Yearly comparison 2019–2024: humidity, fog and the power plant shutdown¶

To highlight the impact of the local power plant on humidity and fog, I summarised my hourly weather data year by year from 2019 to 2024. For each year I computed:

  • the mean relative humidity,
  • the median and 95th percentile of Hum (to characterise the upper tail of very humid situations),
  • the percentage of fog-like hours, defined as records with Hum ≥ 95 % and −2 °C ≤ Temp ≤ 15 °C,
  • and, for reference, the percentage of rainy hours and the mean precipitation.

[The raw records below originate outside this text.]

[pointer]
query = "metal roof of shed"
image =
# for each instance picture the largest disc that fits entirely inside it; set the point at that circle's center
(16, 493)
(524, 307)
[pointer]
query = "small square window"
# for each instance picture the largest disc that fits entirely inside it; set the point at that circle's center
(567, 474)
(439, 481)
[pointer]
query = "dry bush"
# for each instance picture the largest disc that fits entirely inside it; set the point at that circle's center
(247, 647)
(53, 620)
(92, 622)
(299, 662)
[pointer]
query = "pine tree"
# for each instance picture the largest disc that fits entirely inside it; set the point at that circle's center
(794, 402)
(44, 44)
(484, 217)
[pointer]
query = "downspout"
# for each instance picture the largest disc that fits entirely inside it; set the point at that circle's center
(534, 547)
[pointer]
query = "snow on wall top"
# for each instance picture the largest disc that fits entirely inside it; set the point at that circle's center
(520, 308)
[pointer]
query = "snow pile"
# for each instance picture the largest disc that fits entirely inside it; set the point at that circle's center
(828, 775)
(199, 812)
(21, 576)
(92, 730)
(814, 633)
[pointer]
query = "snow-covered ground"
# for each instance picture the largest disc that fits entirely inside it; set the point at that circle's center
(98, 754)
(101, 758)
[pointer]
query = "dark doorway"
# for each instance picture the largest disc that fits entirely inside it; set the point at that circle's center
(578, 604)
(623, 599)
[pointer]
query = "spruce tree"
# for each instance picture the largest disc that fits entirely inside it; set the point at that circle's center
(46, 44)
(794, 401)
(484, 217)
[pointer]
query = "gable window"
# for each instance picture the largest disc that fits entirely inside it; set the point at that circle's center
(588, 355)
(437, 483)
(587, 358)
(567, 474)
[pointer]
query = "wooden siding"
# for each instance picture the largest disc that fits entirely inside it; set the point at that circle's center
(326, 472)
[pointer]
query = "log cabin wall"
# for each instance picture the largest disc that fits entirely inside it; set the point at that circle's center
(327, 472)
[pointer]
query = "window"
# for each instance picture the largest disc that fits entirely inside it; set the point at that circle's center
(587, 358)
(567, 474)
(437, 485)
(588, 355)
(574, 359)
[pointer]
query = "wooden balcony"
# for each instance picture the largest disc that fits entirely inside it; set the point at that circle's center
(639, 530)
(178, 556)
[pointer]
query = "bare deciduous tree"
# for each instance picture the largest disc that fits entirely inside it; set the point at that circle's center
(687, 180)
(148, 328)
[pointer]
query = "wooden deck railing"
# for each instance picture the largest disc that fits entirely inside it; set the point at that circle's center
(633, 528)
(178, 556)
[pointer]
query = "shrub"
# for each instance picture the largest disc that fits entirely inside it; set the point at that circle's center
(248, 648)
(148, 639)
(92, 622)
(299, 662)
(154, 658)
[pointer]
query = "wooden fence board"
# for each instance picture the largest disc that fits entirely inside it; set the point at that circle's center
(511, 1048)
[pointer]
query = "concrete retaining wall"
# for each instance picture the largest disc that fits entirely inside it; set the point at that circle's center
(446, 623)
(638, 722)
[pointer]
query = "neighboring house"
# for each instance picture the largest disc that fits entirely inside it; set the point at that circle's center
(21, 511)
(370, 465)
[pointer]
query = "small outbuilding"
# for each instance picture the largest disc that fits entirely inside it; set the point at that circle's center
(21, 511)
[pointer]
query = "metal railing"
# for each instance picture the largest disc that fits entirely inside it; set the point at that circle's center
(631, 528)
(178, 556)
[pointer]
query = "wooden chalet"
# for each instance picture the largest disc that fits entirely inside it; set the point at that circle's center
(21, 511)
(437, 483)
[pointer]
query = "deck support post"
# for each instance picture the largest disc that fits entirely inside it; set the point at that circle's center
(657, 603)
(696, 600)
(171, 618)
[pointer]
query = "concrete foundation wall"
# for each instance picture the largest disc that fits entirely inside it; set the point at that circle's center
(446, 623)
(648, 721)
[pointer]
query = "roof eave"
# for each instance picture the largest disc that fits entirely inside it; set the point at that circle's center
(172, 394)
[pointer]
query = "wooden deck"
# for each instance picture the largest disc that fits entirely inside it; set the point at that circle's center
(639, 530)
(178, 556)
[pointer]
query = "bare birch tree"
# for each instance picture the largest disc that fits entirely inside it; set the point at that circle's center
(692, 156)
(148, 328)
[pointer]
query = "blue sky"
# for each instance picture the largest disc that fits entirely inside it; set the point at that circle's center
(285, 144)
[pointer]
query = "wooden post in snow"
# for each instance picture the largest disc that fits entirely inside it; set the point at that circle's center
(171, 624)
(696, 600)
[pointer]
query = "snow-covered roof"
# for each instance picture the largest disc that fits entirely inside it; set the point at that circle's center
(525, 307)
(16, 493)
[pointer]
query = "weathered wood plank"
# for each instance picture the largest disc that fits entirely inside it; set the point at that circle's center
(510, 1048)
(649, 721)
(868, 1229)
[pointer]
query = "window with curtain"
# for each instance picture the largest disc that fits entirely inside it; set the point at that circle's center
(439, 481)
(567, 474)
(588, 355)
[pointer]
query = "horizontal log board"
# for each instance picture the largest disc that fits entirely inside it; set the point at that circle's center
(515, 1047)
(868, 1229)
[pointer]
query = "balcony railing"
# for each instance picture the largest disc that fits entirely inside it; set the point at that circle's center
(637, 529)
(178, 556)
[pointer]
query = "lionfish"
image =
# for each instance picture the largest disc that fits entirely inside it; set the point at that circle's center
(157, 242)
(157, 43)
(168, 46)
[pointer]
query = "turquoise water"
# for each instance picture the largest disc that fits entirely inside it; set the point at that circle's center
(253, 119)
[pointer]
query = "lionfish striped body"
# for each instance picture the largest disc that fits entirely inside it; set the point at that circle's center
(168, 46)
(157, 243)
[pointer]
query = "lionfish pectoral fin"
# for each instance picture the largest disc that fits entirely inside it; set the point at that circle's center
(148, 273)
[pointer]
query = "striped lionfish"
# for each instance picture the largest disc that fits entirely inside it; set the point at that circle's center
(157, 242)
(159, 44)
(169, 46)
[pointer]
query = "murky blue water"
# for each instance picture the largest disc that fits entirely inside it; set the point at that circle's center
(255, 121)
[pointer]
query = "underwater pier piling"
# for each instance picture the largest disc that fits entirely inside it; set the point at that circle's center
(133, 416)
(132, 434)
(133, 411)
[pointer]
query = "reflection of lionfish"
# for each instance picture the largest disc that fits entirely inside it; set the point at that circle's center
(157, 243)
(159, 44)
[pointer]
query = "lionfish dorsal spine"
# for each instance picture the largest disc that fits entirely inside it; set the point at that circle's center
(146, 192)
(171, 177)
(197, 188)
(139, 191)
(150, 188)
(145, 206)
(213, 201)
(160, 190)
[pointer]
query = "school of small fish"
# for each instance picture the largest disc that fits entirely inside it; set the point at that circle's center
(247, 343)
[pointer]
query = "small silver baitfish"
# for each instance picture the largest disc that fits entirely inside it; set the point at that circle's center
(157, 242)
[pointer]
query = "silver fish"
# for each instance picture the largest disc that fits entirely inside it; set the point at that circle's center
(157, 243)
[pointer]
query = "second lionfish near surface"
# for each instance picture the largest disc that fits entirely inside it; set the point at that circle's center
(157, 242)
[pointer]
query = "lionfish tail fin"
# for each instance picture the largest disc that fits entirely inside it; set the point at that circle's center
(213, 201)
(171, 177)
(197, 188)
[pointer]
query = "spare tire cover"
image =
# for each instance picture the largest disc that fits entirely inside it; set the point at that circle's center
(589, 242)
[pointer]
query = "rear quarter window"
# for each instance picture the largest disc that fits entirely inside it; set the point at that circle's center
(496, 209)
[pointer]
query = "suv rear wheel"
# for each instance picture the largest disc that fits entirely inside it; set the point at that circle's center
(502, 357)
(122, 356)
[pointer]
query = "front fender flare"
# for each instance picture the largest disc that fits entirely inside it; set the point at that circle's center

The main plot shows mean humidity per year together with a shaded band between the median and the 95th percentile, and a second curve with the percentage of fog-like hours. A vertical dashed line marks 2023, the year when the thermal power plant was shut down and the cooling towers stopped injecting additional moisture into the local atmosphere.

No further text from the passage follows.